Baca juga: Kenapa Banyak Brand Gagal di Tahap Awareness? Ini Penyebab dan Solusinya
Event Marketing: Membangun Kesadaran Lewat Pengalaman Nyata
Ada perbedaan besar antara melihat iklan dan mengalami sebuah brand. Di sinilah kekuatan event marketing bekerja.
Ketika seseorang bertemu langsung dengan brand di sebuah pameran, roadshow, atau aktivasi di ruang publik, yang terbentuk bukan hanya ingatan visual, tapi juga pengalaman.
Pengalaman jauh lebih mudah diingat dibandingkan sekadar tampilan iklan di layar.
Event membuat brand terasa nyata, hidup, dan dekat dengan audiens. Bukan sekadar nama, tapi sebuah kehadiran.
Broadcast Marketing: Menyebarkan Pesan Secara Masif
Broadcast marketing berfungsi untuk memperluas jangkauan dalam waktu cepat. Tujuannya bukan langsung menjual, tetapi membuat semakin banyak orang sadar bahwa brand itu ada.
Melalui iklan digital, email blast, media online, hingga media luar ruang seperti billboard dan videotron, brand memperbanyak titik temu dengan audiens.
Semakin sering seseorang melihat sebuah brand dalam konteks yang tepat, semakin besar peluang brand tersebut diingat.

Influencer Marketing: Meminjam Kepercayaan
Di era sekarang, orang lebih mudah percaya pada manusia dibandingkan iklan. Di sinilah peran influencer menjadi sangat penting.
Ketika seorang figur yang dipercaya audiens membicarakan sebuah brand, perhatian muncul lebih cepat. Bukan karena produknya langsung menarik, tetapi karena kepercayaan sudah lebih dulu terbentuk.
Namun influencer bukan soal siapa yang paling terkenal, melainkan siapa yang:
- Relevan dengan audiens
- Dipercaya pengikutnya
- Memiliki kedekatan dengan komunitasnya
Awareness Bukan Tentang Viral, Tapi Tentang Diingat
Banyak brand terjebak mengejar viral.
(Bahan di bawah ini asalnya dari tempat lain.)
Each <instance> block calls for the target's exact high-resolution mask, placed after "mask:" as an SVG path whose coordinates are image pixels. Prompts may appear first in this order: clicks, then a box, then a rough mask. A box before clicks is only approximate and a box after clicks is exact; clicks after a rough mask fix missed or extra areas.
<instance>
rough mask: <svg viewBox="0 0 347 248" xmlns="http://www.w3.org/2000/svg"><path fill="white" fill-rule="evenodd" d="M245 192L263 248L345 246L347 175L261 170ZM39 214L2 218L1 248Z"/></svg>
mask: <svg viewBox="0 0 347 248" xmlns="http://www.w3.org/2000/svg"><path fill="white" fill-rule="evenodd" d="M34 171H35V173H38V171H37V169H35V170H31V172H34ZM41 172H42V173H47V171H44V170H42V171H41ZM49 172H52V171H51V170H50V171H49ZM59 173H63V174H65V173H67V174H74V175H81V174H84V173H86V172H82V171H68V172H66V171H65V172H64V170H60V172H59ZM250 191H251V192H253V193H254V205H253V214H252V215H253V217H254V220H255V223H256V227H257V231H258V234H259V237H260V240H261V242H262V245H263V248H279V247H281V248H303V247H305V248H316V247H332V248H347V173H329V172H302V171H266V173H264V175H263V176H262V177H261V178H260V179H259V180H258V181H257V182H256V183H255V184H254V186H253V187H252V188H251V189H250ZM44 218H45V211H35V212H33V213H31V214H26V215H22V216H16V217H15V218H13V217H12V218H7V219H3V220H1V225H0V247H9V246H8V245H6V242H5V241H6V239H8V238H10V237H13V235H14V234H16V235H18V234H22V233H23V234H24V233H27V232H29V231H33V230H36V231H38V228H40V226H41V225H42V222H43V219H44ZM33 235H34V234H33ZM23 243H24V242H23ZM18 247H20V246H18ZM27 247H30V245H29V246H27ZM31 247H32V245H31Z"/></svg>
Padahal viral belum tentu membangun awareness yang kuat. Yang lebih penting adalah konsistensi dan keterhubungan pesan dengan audiens.
Brand yang kuat bukan yang sekali ramai lalu hilang, tetapi yang:
- Terus muncul dengan pesan yang relevan
- Terus hadir dengan identitas yang konsisten
- Terus membangun hubungan sejak pertemuan pertama
Awareness bukan lari cepat, melainkan maraton panjang membangun ingatan.
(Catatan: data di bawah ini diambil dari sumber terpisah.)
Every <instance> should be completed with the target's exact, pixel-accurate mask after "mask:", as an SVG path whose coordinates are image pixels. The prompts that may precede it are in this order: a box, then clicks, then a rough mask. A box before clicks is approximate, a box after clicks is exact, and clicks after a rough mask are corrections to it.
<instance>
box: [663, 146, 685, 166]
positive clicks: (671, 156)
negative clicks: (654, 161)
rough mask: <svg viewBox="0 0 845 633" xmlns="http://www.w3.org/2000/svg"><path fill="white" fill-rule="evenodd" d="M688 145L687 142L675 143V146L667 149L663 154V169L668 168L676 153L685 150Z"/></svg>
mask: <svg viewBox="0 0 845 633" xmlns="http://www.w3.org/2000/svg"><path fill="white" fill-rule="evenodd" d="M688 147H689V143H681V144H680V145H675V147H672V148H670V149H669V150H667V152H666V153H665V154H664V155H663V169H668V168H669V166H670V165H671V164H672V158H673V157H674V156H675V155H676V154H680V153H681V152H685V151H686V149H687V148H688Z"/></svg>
Penutup: Jangan Jualan Sebelum Diperhatikan
Banyak brand sebenarnya tidak kalah di produk atau harga. Mereka kalah di satu hal sederhana: tidak cukup diperhatikan.
Tanpa perhatian, tidak akan ada ketertarikan.
Tanpa ketertarikan, tidak akan ada percakapan.
Tanpa percakapan, tidak akan ada pembelian.
Maka sebelum terlalu jauh berbicara soal conversion, iklan mahal, dan strategi closing, pastikan satu hal ini terlebih dahulu:
Apakah brand Anda sudah benar-benar diperhatikan?